Caro deputado Ricardo Ayres,
Gostaria de cumprimentá-lo pelo seu voto favorável à criação do Imposto sobre Grandes Fortunas (IGF), mecanismo já previsto pela Constituição de 1988, mas nunca regulamentado. Infelizmente, não foi o suficiente para a aprovação. A elite brasileira agiu e derrubou a proposta da Reforma Tributária, garantindo que os multimilionários continuem vivendo sob a complacência da injustiça secular pela qual se sustenta desde o Brasil Colônia. Seria uma pequena taxação de 0,5% para fortunas entre R$ 10 milhões e R$ 40 milhões, de 1% para quem tem entre R$ 40 milhões e R$ 80 milhões, e 1,5% para acima de R$ 80 milhões, gerando um incremento de R$ 70 bilhões para as contas públicas do País. Um imenso recurso que poderia ser utilizado no combate das nossas abismais desigualdades.
Sabe, Ricardo, tenho lido bastante os livros do professor Jessé de Souza, hoje um dos maiores sociólogos do Brasil e do mundo, e concordo plenamente quando ele diz que a escravidão não acabou, apenas tomou novos contornos. O ser humano escravizado não está mais concentrado na plantação de cana-de-açúcar, nem na mineração do ouro, mas pilotando perigosamente sua moto ou dirigindo seu carro por 14 ou 16 horas por dia para ganhar a vida a serviço dos aplicativos. Está na falta de perspectiva de uma favela, onde o tráfico recruta adolescentes que não conseguem vislumbrar um futuro digno; e ainda nos mais de 8 milhões de brasileiros que vivem na extrema pobreza, com menos de R$ 209 mensais per capita.
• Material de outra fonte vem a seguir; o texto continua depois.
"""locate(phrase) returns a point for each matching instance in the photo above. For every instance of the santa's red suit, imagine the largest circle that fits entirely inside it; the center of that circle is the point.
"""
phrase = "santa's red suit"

Caro deputado, lamentável que nossa elite política seja insensível à penúria a que estão submetidos milhões de irmãos brasileiros e ainda à dura vida de outros muitos mais milhões para não caírem nesse poço de absoluta falta de horizonte de prosperidade. Na verdade, é mais do que insensibilidade: a maior parte de nossos políticos vampiriza a miséria, pois é ela que os sustenta. Buscam votos dos desvalidos e colocam seus mandatos a serviço das grandes fortunas. Assim, não se interessam em ver uma população bem alimentada, estudada e consciente. Seria o fim da carreira deles. Melhor tê-la sob as rédeas dos coronéis do Brasil profundo, na dependência do favor para a sobrevivência em troca do voto, tratado, dessa forma, feito gado, como em grande parte dos pobres municípios tocantinenses. A votação do Imposto sobre Grandes Fortunas, nesse sentido, Ricardo, é reveladora do compadrio daqueles que o professor Jessé de Souza chama com propriedade de elite do atraso.
Um dia teremos um país realmente justo, em que ninguém vai passar fome, e político para ter mandato terá que, efetivamente, se colocar como servidor público à disposição de seu povo. Não se portar como nobres herdeiros monárquicos de sangue azul, vivendo da exploração da miséria e dando seus préstimos a multimilionários que sugam a sociedade sem sequer pagar impostos para retribui-la.
Mais uma vez, meus parabéns por sua postura humanista nesse caso.